Winning An Award – a Thrill at Any Age

As some sort of card-carrying optimist, I’m a life-long enterer of competitions, for writing, for art, for photography. And not winning (though being occasionally hung) has not dampened my hopes that maybe next time……

And finally, just weeks before my 75th birthday (or, as my younger brother put it, my 3/4 century), next time finally came. And it was as much of a thrill as if – or maybe even more than – it had happened much earlier in my life.

My local council has set up an annual International Women’s Day Art Prize, open to all forms of art media, and I’ve entered it before, with one of my photographs. Not even short-listed that time.

But this time, in 2017, both my husband and I thought that one of my choices had a special quality. Here is it, so you can decide for yourselves;

image (3)

It captured what was for me a perfect sight, seen from the back garden of my Canberra daughter late last year, when a flock of galahs positioned themselves musical-note-like on the wires against a clear blue sky. I called it Birdsong, and it’s a theme that I love capturing whenever I see birds on the wires like that. But this one – we thought – just had a lot of special features coming together.

And we weren’t alone in that thinking. We were actually in Canberra on the day of the awards, so my Sydney daughter and grandchildren went as my representatives (as I’d been told that I’d been shortlisted). And suddenly, I got an excited call: I had won the Councilors’ Commendation Award. And not only that, but one of the councilors wanted to buy my picture.

Oh, what a feeling, indeed!
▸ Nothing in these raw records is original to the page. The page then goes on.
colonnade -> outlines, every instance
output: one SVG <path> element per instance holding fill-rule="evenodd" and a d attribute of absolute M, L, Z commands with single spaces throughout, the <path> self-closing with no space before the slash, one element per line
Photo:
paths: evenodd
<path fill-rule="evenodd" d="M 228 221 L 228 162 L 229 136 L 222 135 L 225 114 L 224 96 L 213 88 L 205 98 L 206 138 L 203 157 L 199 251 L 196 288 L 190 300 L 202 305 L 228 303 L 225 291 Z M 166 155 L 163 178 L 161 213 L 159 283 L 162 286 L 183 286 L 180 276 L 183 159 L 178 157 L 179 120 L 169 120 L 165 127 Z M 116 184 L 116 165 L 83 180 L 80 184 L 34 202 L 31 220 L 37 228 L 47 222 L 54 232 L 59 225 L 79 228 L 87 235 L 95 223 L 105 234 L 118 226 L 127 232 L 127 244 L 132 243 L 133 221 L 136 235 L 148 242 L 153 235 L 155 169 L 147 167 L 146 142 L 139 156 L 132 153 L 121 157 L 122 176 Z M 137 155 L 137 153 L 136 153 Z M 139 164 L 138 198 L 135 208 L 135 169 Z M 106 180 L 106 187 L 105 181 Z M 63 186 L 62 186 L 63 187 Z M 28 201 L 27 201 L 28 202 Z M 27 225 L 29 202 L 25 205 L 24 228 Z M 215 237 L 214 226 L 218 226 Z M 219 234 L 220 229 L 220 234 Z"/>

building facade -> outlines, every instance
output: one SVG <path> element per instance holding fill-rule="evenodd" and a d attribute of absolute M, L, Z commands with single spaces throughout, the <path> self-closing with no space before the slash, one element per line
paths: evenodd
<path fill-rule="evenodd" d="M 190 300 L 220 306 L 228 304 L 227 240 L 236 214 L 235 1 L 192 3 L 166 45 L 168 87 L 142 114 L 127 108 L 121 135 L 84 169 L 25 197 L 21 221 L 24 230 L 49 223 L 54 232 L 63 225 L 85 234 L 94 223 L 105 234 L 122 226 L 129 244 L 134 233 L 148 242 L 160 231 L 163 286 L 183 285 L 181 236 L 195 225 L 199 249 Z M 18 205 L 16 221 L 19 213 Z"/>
And having since seen some of the tough competition that I was up against, in a variety of media, I was even more thrilled (there are a lot of talented people out there).

Next up, an entry in the Olive Cotton (Photographic Portrait) Award, run by the Tweed Regional Gallery. It did hang one of my very early entries, back in the 1990s. So, who knows what might happen this time?

And the take home message? Keep on trucking – it might well be worth it before The End.